You’ll like it. Even if you aren’t a disgruntled evangelical. And it will surprise you as you consider Lent this year.
Frankly, Diana, our altars were cleared off decades ago and replaced by new idols. Not only in our social spaces, but our houses of worship.
To me, the idols are glorify our appetites for material goods, for status, for attention, for power, for money, for the ostentatious lifestyle, extreme self-absorption. Anyway, you get the idea. Let's be brutally honest: the altars are spilling over with all things self.

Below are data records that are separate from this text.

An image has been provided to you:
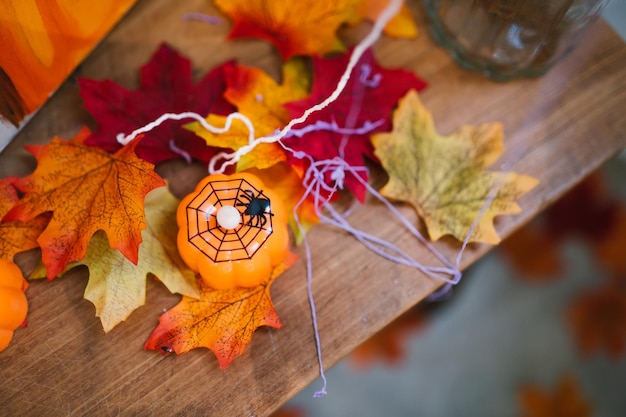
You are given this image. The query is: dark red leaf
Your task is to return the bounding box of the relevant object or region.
[78,44,235,164]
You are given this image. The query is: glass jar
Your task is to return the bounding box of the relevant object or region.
[425,0,609,81]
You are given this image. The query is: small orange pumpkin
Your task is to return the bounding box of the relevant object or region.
[176,172,289,289]
[0,259,28,351]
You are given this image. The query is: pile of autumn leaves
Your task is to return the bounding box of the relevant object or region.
[0,1,536,367]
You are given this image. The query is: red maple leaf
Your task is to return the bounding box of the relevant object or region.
[350,305,428,368]
[78,44,235,164]
[285,50,426,201]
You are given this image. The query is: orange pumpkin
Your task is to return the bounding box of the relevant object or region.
[0,259,28,351]
[176,172,289,289]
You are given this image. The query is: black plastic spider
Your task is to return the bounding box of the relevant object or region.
[236,190,274,227]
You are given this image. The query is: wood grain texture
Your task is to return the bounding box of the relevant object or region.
[0,0,626,417]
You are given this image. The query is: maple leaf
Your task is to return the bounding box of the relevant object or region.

appreciate this reminder of the iconclastic thread that rumbles through Christian history and periodically cleans house.... more than that the phrase "empty altars" also haunts and resonates with me as an image holding together many facets my/our spiritual experience in these days... I am experiencing the "leaving" of much that was meaningful to me in past years/decades of a life lived in ministry and church communities... and in my life as in the lives of so many it appears, the pandemic and now in the post pandemic time has been washing more and more of it "out to sea." I often experience it as an "ebbing away" ... Perhaps it is only the last vestiges of the "Church Triumphant" or the "Church Militant" that are being pulled out to the sea... and what remains will be something I will value and be more at home with, but at present I'm most keenly aware of the loss and the emptiness, the grief.